In order to determine the genetic characteristics of the nuclease gene in pSNUC24-26, nucleotide sequence analysis was performed by following the Sanger dideoxy chain termination method using the T7 promoter primer (SEQ ID NO:3) (5'-TAATACGACTCACTATA-3') and the T7 terminator primer 3'-TGGCGACTCGTTATTGATC-5' (this primer being complementary to the sequence 5'- ACCGCTGAGCAATAACTAG-3' (SEQ ID NO:4)). The complete nucleotide sequence of the nuclease gene in pSNUC24-26 is presented in Fig. 3. A number of point mutations and addition of several base pairs were detected in the cloned staphylococcal nuclease gene in pSNUC24-26 resulting in a mutant form of the gene. A small DNA sequence, 5'-GGATCG-3', was inserted by an unknown mechanism immediately upstream of the BamHI site of the left side primer sequence during the PCR DNA amplification. Also, deletion of a nucleotide base,

C, in the second position of the second codon [CCT > CT, i.e. C(ΔC)T], and transition of A > G at the 4th and 36th codons (ACT > GCT at the 4th and AAG > GAG at the 36th positions) were evidenced.

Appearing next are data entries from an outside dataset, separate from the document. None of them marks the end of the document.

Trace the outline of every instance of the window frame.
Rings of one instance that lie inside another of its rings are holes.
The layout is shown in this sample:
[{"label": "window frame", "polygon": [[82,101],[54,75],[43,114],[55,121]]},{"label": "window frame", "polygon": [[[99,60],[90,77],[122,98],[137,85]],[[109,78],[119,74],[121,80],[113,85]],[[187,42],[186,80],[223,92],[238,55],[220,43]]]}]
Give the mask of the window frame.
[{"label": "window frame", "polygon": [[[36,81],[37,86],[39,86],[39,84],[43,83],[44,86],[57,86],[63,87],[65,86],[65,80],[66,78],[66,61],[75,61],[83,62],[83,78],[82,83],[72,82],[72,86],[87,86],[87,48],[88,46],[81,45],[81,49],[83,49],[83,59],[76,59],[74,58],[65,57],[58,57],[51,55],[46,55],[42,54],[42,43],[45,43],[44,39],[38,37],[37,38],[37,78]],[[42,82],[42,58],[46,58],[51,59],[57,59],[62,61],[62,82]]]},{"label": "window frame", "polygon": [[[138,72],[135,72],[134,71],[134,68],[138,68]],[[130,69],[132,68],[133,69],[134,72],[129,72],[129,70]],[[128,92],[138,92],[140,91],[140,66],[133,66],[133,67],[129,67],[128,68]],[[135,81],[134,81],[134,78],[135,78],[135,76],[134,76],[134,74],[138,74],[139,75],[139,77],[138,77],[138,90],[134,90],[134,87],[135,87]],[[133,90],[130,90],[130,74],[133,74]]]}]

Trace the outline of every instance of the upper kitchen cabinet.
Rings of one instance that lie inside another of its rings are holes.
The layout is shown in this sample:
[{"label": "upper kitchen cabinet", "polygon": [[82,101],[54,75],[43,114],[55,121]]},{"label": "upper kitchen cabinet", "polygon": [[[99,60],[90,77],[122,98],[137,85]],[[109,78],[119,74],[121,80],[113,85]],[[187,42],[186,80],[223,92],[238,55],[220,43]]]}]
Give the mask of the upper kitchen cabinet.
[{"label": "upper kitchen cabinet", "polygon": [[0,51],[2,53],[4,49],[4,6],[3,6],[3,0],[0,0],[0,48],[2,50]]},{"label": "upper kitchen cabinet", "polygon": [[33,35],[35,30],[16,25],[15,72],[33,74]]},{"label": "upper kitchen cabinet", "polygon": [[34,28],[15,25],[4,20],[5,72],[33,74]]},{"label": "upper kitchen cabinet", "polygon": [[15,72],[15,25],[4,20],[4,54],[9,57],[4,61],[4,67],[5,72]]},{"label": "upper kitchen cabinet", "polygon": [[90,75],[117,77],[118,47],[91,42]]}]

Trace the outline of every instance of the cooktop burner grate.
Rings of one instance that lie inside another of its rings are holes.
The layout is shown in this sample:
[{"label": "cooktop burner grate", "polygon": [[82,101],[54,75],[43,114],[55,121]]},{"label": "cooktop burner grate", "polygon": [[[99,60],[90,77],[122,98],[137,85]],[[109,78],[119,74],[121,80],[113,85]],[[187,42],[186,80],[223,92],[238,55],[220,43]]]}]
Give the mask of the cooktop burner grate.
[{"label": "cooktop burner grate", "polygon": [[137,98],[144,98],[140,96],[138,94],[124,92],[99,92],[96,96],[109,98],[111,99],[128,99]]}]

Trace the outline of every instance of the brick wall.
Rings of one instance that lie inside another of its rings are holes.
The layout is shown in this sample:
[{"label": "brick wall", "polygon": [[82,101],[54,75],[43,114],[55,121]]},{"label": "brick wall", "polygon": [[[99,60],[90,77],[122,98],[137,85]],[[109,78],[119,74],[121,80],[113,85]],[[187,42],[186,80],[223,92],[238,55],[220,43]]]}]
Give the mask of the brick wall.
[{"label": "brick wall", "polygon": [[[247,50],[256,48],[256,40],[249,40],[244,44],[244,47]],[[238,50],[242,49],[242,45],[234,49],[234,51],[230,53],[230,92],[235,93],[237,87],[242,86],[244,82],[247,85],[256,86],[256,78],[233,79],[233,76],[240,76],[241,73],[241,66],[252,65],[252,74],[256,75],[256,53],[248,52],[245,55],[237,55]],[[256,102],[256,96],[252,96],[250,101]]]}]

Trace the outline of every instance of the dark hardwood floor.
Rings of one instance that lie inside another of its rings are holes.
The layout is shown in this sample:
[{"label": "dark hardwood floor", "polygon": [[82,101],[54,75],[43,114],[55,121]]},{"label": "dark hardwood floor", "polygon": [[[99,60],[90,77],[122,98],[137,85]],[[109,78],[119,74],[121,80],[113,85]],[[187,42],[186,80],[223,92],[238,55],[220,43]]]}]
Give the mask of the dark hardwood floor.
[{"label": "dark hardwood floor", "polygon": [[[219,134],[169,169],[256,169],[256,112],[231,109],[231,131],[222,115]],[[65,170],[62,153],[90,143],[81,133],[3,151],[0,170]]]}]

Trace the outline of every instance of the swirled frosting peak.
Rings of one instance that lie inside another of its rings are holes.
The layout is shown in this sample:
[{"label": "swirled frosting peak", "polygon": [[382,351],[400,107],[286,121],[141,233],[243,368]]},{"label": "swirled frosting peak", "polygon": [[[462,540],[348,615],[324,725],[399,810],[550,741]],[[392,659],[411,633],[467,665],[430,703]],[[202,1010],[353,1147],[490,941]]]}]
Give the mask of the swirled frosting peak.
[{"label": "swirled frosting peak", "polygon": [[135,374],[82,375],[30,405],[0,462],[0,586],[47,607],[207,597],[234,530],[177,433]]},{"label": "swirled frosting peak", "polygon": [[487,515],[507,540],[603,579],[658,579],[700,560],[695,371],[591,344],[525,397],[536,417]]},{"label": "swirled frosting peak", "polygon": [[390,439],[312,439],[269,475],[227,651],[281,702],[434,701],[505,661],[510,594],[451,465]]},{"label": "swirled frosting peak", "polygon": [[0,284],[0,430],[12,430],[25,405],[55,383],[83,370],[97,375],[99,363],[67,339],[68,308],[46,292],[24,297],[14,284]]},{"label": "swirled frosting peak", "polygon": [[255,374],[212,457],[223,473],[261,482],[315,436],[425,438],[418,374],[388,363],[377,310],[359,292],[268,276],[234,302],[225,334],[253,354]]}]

Although, the deletion of a nucleotide base, C, at the second codon resulted in a frameshift mutation, the wild type amino acid residues of the nuclease protein were restored at the 3rd codon (GCG - Ala) and from the 5th codon (TTA - Leu) onwards. As a result, for the conformational stability and biological activities, the amino acid residues at positions 19 (GAT - Asp), 21 (GAT - Asp), 40 (GAC - Asp), 41 (ACA -Thr) and 43 (GAA - Glu) that have been shown to be essential for binding to Ca²⁺ (Tucker et al., 1979, Molecular and

Cellular Biochemistry, Z3. 67-86) together with the amino acid residues at positions 35 (AGA - Arg), 84 (AAA - Lys), 85 (TAT - Tyr), 87 (CGT - Arg) and 113 (TAT - Tyr) that have been shown to be essential for intramolecular interactions to establish the "active site" of the protein (Tucker et al., 1979), were not affected by this mutation (cf. Fig. 3. However, the changes in amino acid residues from Glu > Arg at position 10, from Pro > Thr at position 11 due to a single base deletion (CCT > CT) and the insertion of the DNA

sequence 5'-GGATCG-3' upstream of the primer location, and changes in the amino acid residues of Thr > Ala at position 13 and of Lys > Arg at position 36 due to the point mutations (A > G) of the wild type nuclease gene may have altered the extracellular transport and relative biological activities of the protein encoded by the plasmid pSNUC24-26. C. Kinetics of the pSNUC24-26-encoded staphylococcal nuclease in E. coli HMS174(DE3)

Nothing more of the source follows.